As duas principais listas à esquerda – Apruebo, de centro-esquerda, e Apruebo Dignidad, que reúne o Partido Comunista e a Frente Ampla – conseguiram eleger mais de 50 deputados, também conseguindo uma boa representação na Assembleia Constituinte.

A grande derrota da noite coube à lista Vamos por Chile, que, apesar de ter concorrido agrupando praticamente toda a direita do país, conseguiu apenas 38 lugares, um número insuficiente para bloquear a aprovação de artigos.

Na sua composição final, a Assembleia Constituinte deverá ser paritária entre homens e mulheres, bem como contemplar 17 lugares para candidatos representantes dos povos indígenas.

Piñera, que esteve no centro da contestação em 2019, reconheceu o falhanço das forças políticas tradicionais. “Não estamos sintonizados adequadamente com as exigências e os anseios dos cidadãos, estamos a ser interpelados por novas expressões e novas lideranças”, afirmou o chefe de Estado.

A partir da tomada de posse da assembleia, os seus elementos têm um ano para redigir a nova Constituição, que será sujeita a referendo no próximo ano. Os resultados permitem antever a possibilidade de entendimentos entre os deputados independentes e as bancadas da esquerda.

“Estão dadas as condições para poder promover processos de mudança muito mais substantivos, é o que se espera e é possível”, disse à agência Efe o professor da Faculdade de Ciências Sociais da Universidade do Chile, Octavio Avendaño.

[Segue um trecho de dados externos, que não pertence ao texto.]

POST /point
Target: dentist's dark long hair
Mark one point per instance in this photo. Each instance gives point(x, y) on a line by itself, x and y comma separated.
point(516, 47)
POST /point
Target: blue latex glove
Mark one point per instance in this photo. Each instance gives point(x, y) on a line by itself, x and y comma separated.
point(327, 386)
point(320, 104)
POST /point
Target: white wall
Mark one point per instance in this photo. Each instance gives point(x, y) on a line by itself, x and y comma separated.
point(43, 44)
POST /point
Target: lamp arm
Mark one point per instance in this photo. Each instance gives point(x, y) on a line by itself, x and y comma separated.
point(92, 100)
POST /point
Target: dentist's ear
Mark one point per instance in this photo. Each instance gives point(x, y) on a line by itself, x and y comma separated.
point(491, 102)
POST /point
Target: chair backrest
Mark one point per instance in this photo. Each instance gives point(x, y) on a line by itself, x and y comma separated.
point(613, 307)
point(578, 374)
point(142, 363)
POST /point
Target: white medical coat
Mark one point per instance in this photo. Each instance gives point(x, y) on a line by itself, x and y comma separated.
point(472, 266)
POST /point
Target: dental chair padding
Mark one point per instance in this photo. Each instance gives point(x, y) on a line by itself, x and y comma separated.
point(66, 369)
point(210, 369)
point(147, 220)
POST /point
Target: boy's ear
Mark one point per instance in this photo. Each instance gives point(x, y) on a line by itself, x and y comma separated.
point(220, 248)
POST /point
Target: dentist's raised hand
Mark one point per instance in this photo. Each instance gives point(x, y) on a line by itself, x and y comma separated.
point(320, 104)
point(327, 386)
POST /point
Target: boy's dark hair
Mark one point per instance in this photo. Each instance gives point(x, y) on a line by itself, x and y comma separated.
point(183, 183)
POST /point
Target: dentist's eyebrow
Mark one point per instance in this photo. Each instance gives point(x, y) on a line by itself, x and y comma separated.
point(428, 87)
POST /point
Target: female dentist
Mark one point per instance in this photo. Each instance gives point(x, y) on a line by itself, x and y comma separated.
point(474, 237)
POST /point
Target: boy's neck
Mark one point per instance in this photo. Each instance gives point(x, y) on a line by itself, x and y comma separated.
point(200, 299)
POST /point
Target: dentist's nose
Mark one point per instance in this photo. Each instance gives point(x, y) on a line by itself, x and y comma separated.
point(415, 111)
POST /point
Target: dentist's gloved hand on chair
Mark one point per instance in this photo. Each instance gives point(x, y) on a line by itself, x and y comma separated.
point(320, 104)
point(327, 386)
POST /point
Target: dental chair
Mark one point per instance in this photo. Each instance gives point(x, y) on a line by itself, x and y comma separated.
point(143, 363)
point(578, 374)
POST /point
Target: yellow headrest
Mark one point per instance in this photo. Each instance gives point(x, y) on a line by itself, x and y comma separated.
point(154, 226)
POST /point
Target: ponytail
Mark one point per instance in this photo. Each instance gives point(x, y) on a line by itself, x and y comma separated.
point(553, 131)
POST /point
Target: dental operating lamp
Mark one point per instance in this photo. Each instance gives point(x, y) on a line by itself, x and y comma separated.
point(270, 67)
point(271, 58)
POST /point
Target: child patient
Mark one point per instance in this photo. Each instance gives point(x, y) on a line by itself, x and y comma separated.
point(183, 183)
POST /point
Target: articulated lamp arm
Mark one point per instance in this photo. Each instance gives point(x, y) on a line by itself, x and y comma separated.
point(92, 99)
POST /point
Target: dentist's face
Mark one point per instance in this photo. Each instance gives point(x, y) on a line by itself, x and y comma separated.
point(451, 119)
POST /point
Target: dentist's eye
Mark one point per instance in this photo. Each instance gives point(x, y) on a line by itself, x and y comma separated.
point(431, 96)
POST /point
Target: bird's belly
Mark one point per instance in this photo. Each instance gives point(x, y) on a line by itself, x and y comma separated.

Entre os defensores da redacção de uma nova Constituição – exigência que contou com o apoio de 80% dos chilenos num referendo no ano passado –, persiste a ideia de que o actual texto mantém o país preso ao modelo de Pinochet, sobretudo a nível económico. A desigualdade social foi um dos motores dos protestos e muitos vêem na nova Constituição uma forma de superar esse problema.

Os deputados constituintes também vão debater a organização do sistema político, a descentralização, o reconhecimento dos povos indígenas, direitos das minorias e o papel de organismos, como o Tribunal Constitucional ou o Banco Central.

A par da Assembleia Constituinte, os chilenos também votaram este fim-de-semana em eleições locais e, pela primeira vez, nas regionais – até agora os governadores das províncias eram nomeados directamente pelo Governo.